BingChatGPT ‘pump & dump’ tokens emerging by the dozens: PeckShield

Blockchain security firm PeckShield has raised the alarm after finding dozens of tokens purporting to be related to artificial intelligence (AI) powered chatbot ChatGPT.

In a Feb. 20 post, the firm revealed at least three “BingChatGPT” tokens appear to be part of honeypot schemes — a smart contract that tricks a user into sending Ethereum (ETH), which the attacker then traps and retrieves.

Some of the addresses reportedly associated with the BingChatGPT tokens. Source: PeckShield

According to PeckShield, at least two of the tokens identified have already lost nearly 100% of their value, while a third is at a 65% loss — in what is often referred to as a “pump and dump” scheme or “rug pull.”

A pump-and-dump scheme typically involves the creators orchestrating a campaign of misleading statements and hype to persuade investors into purchasing tokens, then secretly selling their stake in the scheme when prices go up. 

At least one of the bad actors behind the tokens, “Deployer 0xb583,” is responsible for creating “dozens of tokens with a pump & dump scheme,” said PeckShield.

While PeckShield did not explain why the bad actors are using the name BingChatGPT for their tokens, the scammers could be trying to take advantage of the Feb. 7 announcement that OpenAI’s ChatGPT tech is being integrated into Bing and Microsoft’s web browser Edge.

The token’s name might be an attempt to trick victims into thinking they are somehow related to Microsoft and take advantage of the hype around AI chatbots.

Blockchain analytics firm Chainalysis recently noted in a Feb. 16 report that nearly 10,000 new tokens launched in 2022 had all the on-chain characteristics of being pump-and-dump schemes.

According to the Blockchain analytics firm, 1.1 million tokens were launched last year, but only 40,521 had an “impact on the crypto ecosystem,” with at least ten swaps over four consecutive days of trading in the week following their launch.

An example of a crypto pump and dump scheme.
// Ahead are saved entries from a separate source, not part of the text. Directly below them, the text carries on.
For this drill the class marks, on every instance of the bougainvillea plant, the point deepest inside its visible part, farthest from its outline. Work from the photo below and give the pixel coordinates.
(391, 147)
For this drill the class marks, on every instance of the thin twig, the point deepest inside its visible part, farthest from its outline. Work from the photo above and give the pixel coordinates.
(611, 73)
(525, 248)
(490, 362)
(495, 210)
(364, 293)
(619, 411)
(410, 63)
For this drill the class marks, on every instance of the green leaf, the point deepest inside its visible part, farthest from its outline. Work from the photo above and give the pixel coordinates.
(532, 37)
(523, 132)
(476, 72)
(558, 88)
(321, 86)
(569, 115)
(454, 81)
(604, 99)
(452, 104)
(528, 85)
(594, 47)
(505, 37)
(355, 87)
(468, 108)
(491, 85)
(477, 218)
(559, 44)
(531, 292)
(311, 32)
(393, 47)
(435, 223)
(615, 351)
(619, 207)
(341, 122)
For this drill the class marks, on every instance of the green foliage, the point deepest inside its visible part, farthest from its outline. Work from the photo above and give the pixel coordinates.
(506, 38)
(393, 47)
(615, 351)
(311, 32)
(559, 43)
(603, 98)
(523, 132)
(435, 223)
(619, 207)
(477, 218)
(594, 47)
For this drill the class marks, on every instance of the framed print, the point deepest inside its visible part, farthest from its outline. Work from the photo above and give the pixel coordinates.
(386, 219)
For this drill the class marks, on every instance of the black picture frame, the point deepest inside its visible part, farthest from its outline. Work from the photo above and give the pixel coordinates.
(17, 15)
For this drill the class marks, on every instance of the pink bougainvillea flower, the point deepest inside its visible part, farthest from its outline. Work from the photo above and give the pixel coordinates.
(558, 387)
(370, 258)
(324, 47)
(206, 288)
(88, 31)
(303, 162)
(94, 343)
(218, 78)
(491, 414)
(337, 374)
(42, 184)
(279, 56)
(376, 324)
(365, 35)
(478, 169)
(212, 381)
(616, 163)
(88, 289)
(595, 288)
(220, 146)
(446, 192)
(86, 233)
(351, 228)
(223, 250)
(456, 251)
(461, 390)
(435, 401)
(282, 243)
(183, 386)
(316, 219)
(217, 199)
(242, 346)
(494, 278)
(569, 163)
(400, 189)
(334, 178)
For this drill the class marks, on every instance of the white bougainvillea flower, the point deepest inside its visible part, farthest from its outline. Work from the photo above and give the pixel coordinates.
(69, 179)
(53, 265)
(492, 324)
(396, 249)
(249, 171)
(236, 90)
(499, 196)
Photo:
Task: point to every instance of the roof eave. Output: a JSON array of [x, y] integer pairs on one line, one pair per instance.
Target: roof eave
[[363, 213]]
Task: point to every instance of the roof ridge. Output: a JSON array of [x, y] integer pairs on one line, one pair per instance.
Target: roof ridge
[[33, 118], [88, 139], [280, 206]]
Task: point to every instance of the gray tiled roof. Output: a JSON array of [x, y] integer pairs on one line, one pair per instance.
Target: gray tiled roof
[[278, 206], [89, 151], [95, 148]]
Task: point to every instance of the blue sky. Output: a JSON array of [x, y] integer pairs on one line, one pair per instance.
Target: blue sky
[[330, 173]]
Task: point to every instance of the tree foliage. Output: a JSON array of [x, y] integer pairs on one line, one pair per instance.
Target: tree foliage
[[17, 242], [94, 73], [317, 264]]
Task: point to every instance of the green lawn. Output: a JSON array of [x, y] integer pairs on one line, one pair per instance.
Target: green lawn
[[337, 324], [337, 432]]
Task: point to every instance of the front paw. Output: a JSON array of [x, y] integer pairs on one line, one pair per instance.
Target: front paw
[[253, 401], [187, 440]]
Source: Chainalysis

“Of the 40,521 tokens launched in 2022 that gained sufficient traction to be worth analyzing, 9,902, or 24%, saw a price decline in the first week indicative of possible pump and dump activity,” the firm said. 

Related: Wormhole hacker moves another $46M of stolen funds

While a price drop on its own is not an indication of wrongdoing on the part of token creators, the firm noted that it examined 25 in particular and found “they were almost certainly designed for a pump and dump,” and had malicious honeypot code that prevents new buyers from selling the token.